The temptations are of three kinds – simple (easy bread when Jesus is famished), grandiose (personal power and glory as a prophet), and spiritual (dramatic and compelling proof of God’s sovereignty). In many ways it is the last that is most important. That is because from time to time all sincerely religious people face the temptation of doing God’s work in their own way rather than in God’s. Moreover the source of this temptation may itself be Scriptural.
 
The Second Temptation William Blake
This is precisely the challenge Jesus confronts. After all, Satan is quoting Scripture (Psalm 91) when he says ‘He will command his angels concerning you, to protect you’. But to rely on this is to test God, and that is what is absolutely forbidden. Those who want to live in the shelter of the Most High, will first say to the LORD, "My refuge and my fortress; my God, in whom I trust’.
The same temptation recurs still more critically with the reality of death by crucifixion.

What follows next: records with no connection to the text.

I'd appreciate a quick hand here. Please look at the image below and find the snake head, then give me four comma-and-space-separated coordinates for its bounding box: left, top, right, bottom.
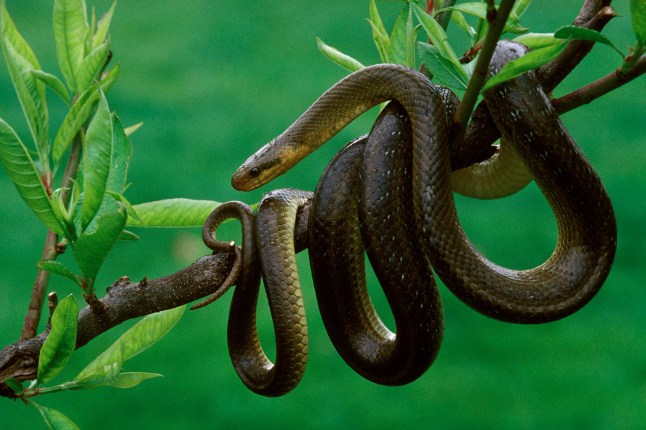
231, 141, 283, 191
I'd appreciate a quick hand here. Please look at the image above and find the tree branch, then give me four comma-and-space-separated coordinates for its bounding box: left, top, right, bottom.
552, 56, 646, 114
20, 131, 82, 340
451, 0, 615, 169
0, 253, 235, 397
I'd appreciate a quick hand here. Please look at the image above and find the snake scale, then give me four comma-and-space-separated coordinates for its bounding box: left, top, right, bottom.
205, 41, 616, 396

The closing sentence of the Gospel powerfully makes this connection. “When the devil had finished every test, he departed from him until an opportune time”. That opportune time comes on Calvary. There, though, Satan jeers with the voices of ordinary people --  ‘Let him come down from the cross, and then we shall believe him’. This last temptation Jesus also resists because of a deep mystery -- that the ‘Most High’ has chosen the Way of the Cross for our redemption.

Tuesday, February 2, 2016

TRANSFIGURATION SUNDAY 2016

Moses Receives the Tablets - Marc Chagall

That strange New Testament episode known as ‘The Transfiguration’ is unique in the Church Calendar. It is the only event in the life of Christ that is observed twice – on the traditional ‘Feast of the Transfiguration’ (Aug 6th) and on the Sunday before Lent, now widely referred to as ‘Transfiguration Sunday’. The lessons for this year are unusually integrated. The Old Testament tells the story of Moses on Sinai that Paul then refers to in the Epistle. It is the very same story that occurs immediately to the disciples, when they see what happens to Jesus on the mountain top.
It was on Mount Sinai that Moses received the Ten Commandments from God. When he descends his face is shining with a brightness so unnatural that it unnerves the Israelites. And so, after subsequent visits to the Holy of Holies, he covers his face with a veil. The message, Paul tells us, is that the Israelites were unprepared or unwilling to encounter God’s glory. Now, thanks to Christ, we are enabled to do so. But our ability to do so does not arise from the Transfiguration that Peter, James and John witness. Rather, that experience prepares them to witness the Resurrection. It removes the veil that would otherwise prevent them from seeing God in a crucified criminal.
Transfiguration - Fra Angelica (1440)
The season of Lent just approaching is an opportunity to put aside the various ‘veils’ of selfishness and sin that can hide Easter. Despite the familiarity of the phrase, very few people can expect to have ‘mountain top’ experiences. Yet something much less dramatic can serve the same end. In his hymn ‘Spirit of God, descend upon my heart’ the 19thC Irish Anglican priest George Croly (1780-1860) beautifully encapsulated this thought.
I ask no dream, no prophet ecstasies,
No sudden rending of the veil of clay
No angel visitant, no opening skies.